Solid electrolytes (SEs) are expected to enable safe lithium-metal batteries with increased energy density compared to conventional lithium-ion batteries. Therefore, they are particularly interesting for the application in electric vehicles. However, lithium solid-state batteries face a number of challenges, hindering their widespread use to date. The exact challenges depend on the chemistry of the SEs. For example, the ionic conductivity of polymer electrolytes is typically insufficient, and their Young’s Modulus is too low to efficiently suppress lithium dendrite growth. In contrast, inorganic SEs are stiff and consequently difficult to process. To achieve dense electrolyte layers and limit lithium dendrite growth, they require high fabrication pressure. High pressure is also needed upon cycling to maintain good contact between the inorganic electrolyte and the electrodes. Furthermore, the inorganic electrolytes with the highest conductivity (sulfides) release toxic H2S gas when they come into contact with moisture.
In this work, sulfide electrolyte particles are functionalized with polymer coatings with the aim to reduce moisture sensitivity (H2S generation) and to enable lower fabrication and cell pressure compared to the pristine sulfide electrolyte while maintaining high conductivity and efficient suppression of lithium dendrite growth. The electrolytes are tailored via the choice of the polymers in a way that they exhibit high chemical and electrochemical stability towards both the cathode and the lithium anode. The effect of the polymer coatings is evaluated via pressure- and time-dependent impedance spectroscopy, linear sweep voltammetry, and the measurement of the H2S generation in an atmosphere with a defined humidity. The synergistic effects of the sulfide/polymer combination shall eventually lead to safe lithium-metal batteries with high energy density and long cycle life.

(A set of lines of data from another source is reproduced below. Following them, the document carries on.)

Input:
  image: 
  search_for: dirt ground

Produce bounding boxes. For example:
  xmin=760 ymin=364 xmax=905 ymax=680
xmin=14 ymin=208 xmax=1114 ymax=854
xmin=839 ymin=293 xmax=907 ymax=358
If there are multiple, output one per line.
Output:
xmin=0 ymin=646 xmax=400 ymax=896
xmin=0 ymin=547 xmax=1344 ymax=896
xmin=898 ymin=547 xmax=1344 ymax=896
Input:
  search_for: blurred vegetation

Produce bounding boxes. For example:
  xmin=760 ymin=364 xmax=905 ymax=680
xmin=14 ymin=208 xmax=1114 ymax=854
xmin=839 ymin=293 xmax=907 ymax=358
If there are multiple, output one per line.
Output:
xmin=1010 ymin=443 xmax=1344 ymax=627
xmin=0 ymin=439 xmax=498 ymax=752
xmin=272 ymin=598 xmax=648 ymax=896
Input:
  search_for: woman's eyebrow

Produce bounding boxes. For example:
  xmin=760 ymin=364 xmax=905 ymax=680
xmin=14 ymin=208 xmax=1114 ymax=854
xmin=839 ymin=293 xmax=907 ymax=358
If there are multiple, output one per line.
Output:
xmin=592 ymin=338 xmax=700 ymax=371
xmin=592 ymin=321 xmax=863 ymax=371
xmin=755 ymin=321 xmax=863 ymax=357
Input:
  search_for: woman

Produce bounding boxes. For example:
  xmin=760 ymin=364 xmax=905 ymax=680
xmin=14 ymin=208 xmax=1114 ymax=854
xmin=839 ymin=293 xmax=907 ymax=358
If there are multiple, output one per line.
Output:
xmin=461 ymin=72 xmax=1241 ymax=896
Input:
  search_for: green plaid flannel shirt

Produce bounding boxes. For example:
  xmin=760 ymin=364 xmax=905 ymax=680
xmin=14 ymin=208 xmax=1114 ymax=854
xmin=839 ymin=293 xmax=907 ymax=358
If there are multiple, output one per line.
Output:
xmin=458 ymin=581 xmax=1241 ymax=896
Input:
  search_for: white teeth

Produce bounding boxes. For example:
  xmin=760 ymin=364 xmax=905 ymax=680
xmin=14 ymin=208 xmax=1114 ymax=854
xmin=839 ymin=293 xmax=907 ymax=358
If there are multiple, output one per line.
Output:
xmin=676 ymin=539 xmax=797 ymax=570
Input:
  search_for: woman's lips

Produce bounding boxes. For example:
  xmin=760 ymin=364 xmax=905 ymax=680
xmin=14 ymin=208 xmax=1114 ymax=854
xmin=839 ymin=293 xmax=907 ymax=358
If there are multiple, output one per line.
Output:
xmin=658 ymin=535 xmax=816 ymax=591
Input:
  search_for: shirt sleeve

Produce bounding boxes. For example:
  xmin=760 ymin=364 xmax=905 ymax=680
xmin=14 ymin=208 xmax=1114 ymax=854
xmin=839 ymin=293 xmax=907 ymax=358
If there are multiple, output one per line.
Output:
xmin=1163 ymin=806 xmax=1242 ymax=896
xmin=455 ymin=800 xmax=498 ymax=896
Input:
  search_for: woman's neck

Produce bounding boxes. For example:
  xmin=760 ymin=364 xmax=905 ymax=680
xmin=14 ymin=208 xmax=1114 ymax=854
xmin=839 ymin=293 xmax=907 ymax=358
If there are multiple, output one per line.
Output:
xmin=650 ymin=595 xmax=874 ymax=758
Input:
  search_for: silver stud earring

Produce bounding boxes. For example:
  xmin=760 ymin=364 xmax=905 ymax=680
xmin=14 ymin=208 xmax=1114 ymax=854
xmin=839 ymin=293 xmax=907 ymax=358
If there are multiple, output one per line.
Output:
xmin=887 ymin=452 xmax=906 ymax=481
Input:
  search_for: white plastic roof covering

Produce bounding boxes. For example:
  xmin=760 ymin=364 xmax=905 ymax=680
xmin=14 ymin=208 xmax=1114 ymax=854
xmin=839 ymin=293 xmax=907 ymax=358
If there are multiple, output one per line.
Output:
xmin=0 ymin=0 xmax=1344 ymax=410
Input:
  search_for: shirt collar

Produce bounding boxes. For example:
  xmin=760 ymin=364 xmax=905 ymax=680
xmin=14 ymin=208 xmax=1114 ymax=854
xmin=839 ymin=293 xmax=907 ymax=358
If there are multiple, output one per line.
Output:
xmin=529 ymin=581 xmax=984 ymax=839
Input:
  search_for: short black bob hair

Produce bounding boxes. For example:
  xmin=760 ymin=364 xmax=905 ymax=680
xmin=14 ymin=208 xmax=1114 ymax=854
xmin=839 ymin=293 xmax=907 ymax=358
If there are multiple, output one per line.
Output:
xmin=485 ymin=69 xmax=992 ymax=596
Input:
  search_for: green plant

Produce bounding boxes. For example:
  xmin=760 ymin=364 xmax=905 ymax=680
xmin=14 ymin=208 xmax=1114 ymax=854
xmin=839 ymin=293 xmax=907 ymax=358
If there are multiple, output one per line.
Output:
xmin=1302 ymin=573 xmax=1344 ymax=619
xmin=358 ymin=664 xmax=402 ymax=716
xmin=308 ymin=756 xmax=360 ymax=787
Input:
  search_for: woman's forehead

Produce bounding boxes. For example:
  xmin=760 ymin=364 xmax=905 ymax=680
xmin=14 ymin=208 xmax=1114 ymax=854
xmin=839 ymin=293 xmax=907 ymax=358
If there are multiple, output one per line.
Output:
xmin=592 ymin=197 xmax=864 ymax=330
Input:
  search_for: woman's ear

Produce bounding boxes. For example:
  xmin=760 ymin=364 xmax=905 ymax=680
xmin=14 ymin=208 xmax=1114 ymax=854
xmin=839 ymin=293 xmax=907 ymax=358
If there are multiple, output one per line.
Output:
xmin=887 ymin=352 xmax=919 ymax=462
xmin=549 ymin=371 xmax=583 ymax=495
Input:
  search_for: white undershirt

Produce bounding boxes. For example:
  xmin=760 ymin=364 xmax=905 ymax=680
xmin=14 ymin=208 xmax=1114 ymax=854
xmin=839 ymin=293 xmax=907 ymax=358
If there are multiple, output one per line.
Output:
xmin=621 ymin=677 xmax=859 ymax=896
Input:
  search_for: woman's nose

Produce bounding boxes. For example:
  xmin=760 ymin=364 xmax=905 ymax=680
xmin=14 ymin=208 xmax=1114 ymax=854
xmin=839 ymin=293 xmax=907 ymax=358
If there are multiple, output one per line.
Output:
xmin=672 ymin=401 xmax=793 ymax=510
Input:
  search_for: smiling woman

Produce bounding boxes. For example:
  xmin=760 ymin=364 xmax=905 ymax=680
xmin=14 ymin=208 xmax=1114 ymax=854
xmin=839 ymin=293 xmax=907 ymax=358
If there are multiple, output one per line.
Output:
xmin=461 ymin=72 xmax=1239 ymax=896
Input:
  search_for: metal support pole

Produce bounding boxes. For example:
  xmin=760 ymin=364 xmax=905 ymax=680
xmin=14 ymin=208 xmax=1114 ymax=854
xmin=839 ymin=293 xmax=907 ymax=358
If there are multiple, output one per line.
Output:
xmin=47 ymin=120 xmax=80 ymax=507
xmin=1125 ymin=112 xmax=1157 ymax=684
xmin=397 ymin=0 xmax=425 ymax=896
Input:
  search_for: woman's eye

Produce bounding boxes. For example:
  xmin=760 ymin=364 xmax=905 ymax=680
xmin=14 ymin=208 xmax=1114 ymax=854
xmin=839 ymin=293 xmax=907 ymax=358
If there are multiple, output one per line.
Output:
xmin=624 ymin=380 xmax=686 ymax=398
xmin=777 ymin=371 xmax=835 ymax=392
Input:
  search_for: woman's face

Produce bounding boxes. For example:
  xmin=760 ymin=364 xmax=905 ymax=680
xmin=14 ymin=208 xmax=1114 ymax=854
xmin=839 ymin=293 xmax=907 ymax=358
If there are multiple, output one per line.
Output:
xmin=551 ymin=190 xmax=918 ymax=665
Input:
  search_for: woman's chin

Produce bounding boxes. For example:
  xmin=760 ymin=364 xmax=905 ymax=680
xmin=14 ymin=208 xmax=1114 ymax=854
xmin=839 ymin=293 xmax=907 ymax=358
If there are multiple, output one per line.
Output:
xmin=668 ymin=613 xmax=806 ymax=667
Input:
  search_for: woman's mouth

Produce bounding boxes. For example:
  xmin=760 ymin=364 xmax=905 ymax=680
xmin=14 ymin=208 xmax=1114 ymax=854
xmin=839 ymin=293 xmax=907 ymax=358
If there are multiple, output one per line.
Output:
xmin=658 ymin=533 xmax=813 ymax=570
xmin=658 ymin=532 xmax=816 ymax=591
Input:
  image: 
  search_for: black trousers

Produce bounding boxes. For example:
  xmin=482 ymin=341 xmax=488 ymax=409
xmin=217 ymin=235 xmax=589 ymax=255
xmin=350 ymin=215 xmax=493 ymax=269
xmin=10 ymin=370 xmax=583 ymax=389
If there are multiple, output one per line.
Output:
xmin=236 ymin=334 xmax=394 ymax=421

While one of the polymer coatings tested (FUNCY-SSB 1) leads to an acceleration of H2S formation and to a significant conductivity drop (compared to the pristine sulfide SE), the other functional-coated sulfide electrolyte (FUNCY-SSB 2) exhibits a reduced H2S-generation rate compared to both the FUNCY-SSB 1 SE and the pristine SE. Furthermore, the FUNCY-SSB 2 electrolyte has a high room temperature conductivity (similar to the pristine material) and the conductivity decrease in test cells due to pressure relaxation is lower (–0.01 mS cm-1 or –76%) compared to cells containing pristine SE (–0.38 mS cm-1 or –83%) in seven days. The electrochemical stability of the FUNCY-SSB 2 electrolyte at low potentials is also slightly improved compared to the pristine SE. However, the FUNCY-SSB 2 SE is unstable at high potentials. Further work will therefore include the screening of further coating materials to obtain a highly conductive composite with high stability towards moisture and high potentials to be used as catholyte. Additionally, the SE(s) will be validated in Li|Li and NMC|Li test cells.